À partir de ce jour, ce fut une véritable révolution dans la nature. Des chèvres voulaient devenir des singes, des singes voulaient apprendre à voler et les oiseaux à brouter de l’herbe. Certains animaux tentèrent même de se doter de plusieurs attributs mais le lecteur me pardonnera de lui en cacher les détails si extravagants. Un observateur extérieur ne s’y serait pas retrouvé. En revanche, les poissons souhaitaient garder le confort de leur lac et n’avaient aucune envie d’en sortir. On se demanda même parmi les animaux polymorphes comment quelqu’un de la trempe de Cambi pouvait en être issu. Ce dernier, en contemplant d’en haut le résultat de ses choix, repensait aux paroles du sage : « l’aspect extérieur d’une chose a peu d’importance ». Finalement, il n’avait été que l’étincelle qui avait mis le feu à la prairie.

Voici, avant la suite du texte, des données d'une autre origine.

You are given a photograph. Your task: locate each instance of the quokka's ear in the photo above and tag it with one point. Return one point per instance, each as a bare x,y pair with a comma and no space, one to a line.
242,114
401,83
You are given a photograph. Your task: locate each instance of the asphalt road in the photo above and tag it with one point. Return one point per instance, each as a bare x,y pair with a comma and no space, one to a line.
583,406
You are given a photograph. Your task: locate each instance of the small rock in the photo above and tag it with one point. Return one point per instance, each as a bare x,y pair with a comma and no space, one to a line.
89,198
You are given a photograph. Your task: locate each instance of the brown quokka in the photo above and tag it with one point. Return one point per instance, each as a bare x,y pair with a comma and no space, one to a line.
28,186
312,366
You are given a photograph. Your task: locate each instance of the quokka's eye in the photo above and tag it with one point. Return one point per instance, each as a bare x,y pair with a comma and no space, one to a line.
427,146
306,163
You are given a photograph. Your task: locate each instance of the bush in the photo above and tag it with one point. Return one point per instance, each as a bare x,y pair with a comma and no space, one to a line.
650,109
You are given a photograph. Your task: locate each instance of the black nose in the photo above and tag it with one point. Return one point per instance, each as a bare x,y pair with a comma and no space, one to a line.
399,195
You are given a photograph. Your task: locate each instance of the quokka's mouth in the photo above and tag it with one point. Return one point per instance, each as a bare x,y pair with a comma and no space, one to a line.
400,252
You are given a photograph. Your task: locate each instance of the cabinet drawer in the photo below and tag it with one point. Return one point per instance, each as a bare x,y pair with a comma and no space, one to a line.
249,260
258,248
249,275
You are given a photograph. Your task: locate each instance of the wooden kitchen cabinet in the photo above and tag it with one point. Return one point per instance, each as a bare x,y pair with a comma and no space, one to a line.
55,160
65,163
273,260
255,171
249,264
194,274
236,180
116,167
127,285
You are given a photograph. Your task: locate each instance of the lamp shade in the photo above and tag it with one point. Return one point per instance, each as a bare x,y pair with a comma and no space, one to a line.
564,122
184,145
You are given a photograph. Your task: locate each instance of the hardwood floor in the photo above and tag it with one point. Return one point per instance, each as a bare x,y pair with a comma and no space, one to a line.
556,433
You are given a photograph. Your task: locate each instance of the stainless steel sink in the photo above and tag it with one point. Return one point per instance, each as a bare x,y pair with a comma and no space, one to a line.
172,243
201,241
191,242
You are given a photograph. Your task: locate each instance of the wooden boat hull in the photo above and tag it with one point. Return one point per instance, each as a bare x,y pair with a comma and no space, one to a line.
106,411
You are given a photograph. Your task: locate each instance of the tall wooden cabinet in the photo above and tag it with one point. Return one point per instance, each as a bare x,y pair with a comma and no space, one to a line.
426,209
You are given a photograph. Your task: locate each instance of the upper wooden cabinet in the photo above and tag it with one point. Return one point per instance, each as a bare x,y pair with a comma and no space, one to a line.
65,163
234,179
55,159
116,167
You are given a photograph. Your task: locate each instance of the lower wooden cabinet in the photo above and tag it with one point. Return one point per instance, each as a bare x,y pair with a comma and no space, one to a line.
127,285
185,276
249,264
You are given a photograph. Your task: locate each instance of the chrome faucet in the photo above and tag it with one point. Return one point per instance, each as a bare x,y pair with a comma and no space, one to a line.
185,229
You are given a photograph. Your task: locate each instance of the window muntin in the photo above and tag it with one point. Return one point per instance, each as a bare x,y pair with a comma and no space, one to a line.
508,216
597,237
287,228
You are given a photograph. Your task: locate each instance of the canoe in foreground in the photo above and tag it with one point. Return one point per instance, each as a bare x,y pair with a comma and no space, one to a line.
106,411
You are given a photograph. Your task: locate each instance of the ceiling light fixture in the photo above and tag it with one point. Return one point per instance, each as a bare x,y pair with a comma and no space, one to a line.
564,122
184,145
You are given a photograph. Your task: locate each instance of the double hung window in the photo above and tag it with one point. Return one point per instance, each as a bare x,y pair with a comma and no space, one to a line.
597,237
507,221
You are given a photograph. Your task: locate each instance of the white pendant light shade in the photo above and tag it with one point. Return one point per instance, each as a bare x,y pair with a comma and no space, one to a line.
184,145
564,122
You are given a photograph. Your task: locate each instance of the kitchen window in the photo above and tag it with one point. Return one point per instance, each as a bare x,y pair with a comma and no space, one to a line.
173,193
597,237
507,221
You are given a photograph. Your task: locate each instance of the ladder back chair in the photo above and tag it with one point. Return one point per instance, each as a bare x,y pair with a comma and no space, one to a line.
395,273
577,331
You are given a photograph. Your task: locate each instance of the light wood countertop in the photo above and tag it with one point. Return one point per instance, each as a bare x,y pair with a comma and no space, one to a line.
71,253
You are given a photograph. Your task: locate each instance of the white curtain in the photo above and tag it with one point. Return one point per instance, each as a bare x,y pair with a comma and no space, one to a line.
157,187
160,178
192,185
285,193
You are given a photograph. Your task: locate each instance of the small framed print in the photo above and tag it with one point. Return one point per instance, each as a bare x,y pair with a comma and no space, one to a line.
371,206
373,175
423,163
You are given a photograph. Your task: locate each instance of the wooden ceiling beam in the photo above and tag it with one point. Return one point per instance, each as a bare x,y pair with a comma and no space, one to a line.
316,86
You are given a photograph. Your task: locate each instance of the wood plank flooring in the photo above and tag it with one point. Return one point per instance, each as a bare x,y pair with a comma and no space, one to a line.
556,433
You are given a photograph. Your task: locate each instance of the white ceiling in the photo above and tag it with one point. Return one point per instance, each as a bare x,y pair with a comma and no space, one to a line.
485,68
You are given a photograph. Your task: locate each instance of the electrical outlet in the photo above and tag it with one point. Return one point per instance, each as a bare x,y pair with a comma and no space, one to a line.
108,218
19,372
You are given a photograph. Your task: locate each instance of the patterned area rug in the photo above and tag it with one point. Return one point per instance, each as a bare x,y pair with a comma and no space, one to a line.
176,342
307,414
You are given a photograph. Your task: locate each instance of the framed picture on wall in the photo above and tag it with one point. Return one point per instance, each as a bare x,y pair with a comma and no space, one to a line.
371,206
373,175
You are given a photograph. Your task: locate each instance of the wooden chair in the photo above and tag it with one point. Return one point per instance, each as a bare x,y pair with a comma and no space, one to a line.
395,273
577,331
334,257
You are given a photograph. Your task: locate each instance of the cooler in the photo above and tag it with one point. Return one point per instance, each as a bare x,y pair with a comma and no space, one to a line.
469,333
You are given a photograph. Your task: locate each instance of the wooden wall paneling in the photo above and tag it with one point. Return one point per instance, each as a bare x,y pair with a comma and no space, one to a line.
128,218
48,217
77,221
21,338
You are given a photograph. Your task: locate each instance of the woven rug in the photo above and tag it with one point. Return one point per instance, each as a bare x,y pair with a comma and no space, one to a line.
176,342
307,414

Puis une nouvelle espèce, bien plus étrange que toutes les autres, fit son apparition. Dressée sur deux pattes, sa fourrure était réduite au minimum, tandis que son regard se portait au loin. Issus du monde animal, les individus de cette espèce pouvaient marcher comme les chèvres, monter aux arbres comme les singes, nager comme les poissons et en y réfléchissant bien, voler comme les oiseaux. On lui donna bientôt le nom d’homme. Il pouvait modifier, par son esprit et ses actes, le monde qui l’entourait, tout comme il se dotait de capacités et de qualités nouvelles. L’homme comprit bien vite que ce n’était que la partie émergée de son potentiel infini.

Tout homme est un génie. Qui sommes-nous pour en faire un poisson ou un singe ? Si nous décidons qu’il échoue, alors cela se réalisera. Mais si nous voyons en lui le lieu d’apparition de perfections latentes, il dépassera nos plus folles ambitions.